Johnson Controls Inc., the energy company that owns the plant that was welcoming Obama, has received a $3 million federal grant and expects to create 150 jobs at facilities in Michigan and Wisconsin, White House energy adviser Heather Zichal said.
The president also was to discuss how the clean-energy push can help automakers meet new fuel economy standards for cars and trucks.
Obama won Michigan in the 2008 presidential election and the economically battered state is crucial to his re-election hopes in 2012.
After wrapping up his second visit to Holland, Mich., in 13 months, Obama was bound for a pair of $35,800-a-ticket Manhattan fundraisers: a reception with about 15 people at the Ritz-Carlton hotel and a dinner for 50 at a private home, a Democratic official said.

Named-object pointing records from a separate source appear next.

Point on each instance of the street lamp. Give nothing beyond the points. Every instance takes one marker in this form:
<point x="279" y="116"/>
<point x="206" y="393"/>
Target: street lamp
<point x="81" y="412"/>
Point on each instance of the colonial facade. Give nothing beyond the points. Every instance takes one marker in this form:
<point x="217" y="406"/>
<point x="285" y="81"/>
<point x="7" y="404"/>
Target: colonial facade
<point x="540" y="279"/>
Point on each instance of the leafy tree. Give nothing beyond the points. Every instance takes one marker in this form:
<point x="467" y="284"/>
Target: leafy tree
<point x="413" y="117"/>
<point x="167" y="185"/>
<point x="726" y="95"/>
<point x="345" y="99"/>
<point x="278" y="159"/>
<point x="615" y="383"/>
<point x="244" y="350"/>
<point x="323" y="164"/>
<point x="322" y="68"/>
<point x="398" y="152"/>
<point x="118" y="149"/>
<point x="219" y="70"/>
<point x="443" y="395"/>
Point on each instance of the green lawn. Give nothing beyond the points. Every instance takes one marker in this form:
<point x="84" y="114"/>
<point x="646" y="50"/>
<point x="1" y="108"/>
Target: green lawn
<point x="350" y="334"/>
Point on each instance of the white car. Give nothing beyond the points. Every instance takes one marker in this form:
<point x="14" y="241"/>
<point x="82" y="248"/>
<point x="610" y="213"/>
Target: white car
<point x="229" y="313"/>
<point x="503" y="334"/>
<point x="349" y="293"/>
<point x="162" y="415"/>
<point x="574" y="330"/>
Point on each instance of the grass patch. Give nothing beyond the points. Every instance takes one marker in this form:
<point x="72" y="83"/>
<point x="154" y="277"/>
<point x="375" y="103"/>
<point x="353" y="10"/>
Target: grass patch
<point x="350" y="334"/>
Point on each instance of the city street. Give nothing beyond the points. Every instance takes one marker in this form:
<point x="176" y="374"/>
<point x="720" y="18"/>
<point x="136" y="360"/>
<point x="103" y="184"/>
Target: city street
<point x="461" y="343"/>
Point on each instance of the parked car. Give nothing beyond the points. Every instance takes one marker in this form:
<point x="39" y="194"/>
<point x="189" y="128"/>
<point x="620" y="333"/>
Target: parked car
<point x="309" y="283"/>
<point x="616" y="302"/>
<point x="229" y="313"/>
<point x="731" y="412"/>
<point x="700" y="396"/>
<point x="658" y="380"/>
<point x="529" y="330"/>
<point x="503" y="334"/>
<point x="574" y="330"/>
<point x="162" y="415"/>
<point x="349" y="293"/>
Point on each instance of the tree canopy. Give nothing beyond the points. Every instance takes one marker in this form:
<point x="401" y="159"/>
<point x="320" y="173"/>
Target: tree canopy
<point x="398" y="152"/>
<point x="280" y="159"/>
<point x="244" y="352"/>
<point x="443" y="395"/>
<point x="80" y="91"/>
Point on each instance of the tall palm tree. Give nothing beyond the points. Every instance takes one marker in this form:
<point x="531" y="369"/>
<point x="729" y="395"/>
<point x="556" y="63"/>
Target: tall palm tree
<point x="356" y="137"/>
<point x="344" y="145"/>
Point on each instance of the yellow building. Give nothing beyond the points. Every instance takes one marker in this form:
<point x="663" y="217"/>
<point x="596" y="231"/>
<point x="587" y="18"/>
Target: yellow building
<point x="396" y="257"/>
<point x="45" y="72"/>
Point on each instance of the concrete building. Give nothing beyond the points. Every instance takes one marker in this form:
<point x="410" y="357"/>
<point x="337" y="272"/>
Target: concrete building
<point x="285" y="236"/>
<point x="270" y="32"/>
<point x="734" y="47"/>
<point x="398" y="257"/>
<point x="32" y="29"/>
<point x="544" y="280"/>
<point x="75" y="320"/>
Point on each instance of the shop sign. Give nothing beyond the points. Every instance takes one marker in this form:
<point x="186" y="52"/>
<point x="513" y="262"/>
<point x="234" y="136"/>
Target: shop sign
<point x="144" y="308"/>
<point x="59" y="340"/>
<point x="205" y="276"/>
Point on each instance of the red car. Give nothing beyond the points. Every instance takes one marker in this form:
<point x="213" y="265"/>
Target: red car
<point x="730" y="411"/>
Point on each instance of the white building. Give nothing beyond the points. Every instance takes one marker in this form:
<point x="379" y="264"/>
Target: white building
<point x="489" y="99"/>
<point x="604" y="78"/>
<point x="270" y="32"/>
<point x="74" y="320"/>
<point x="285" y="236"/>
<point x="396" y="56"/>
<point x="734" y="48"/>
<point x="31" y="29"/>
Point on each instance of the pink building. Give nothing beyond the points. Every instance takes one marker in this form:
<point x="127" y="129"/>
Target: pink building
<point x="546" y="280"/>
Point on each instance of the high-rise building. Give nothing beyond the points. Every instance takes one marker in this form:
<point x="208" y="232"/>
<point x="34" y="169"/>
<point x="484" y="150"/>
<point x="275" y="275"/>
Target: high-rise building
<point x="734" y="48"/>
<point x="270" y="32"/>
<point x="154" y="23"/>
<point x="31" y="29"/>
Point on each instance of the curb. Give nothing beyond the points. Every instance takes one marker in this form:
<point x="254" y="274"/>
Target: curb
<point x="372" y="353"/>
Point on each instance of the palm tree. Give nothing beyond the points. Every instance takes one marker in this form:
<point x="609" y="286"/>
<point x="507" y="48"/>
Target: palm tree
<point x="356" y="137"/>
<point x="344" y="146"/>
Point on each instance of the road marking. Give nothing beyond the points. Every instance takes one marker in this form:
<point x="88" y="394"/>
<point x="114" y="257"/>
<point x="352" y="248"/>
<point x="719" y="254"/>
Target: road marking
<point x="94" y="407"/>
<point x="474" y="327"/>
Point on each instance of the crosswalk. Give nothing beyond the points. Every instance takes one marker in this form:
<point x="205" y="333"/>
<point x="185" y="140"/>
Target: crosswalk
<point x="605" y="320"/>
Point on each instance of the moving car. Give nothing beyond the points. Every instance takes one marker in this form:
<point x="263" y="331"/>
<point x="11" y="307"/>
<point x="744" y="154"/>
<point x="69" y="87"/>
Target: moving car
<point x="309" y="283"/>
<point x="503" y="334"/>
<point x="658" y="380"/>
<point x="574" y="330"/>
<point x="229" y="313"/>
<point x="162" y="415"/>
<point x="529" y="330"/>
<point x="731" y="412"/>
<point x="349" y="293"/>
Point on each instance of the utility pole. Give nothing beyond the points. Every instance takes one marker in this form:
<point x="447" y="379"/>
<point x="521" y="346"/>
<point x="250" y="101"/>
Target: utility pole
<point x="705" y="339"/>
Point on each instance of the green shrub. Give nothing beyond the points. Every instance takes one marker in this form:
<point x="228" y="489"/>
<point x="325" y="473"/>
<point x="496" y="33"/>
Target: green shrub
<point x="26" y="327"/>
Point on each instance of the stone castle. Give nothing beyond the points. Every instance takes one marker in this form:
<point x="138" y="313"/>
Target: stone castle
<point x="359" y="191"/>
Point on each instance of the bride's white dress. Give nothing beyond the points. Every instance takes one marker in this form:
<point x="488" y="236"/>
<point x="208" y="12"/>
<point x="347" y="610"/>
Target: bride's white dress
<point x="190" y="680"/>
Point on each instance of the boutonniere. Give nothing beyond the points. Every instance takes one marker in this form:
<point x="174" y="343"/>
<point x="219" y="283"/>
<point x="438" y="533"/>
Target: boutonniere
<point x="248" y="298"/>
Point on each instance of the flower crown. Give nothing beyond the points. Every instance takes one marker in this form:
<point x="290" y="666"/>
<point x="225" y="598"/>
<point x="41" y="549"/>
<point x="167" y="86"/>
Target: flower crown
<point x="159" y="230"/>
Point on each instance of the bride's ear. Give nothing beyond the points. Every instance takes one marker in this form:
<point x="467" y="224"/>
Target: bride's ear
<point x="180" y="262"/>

Vogue editor-in-chief Anna Wintour and movie producer Harvey Weinstein are the dinner hosts. The reception host is Gary Hirshberg, chief executive officer of organic yogurt maker Stonyfield Farm.
The $35,800 admission price is the legal maximum per person. Obama’s campaign keeps $5,000 and the Democratic National Committee pockets the remaining $30,800.
Obama’s campaign canceled 10 fundraisers around the country last month so the president could stay in Washington to help negotiate a deal allowing the government to borrow more money and avoid defaulting on its bills.
With a deal now in place, Obama is trying to make up fundraising ground, although campaign officials have acknowledged that they won’t bring in as much money this summer as the $86 million that was raised in the spring and shared with the DNC.
Thursday’s fundraiser will be Obama’s fifth campaign event since he signed the debt-ceiling bill into law on Aug. 2. It’s also his third donor event of the week.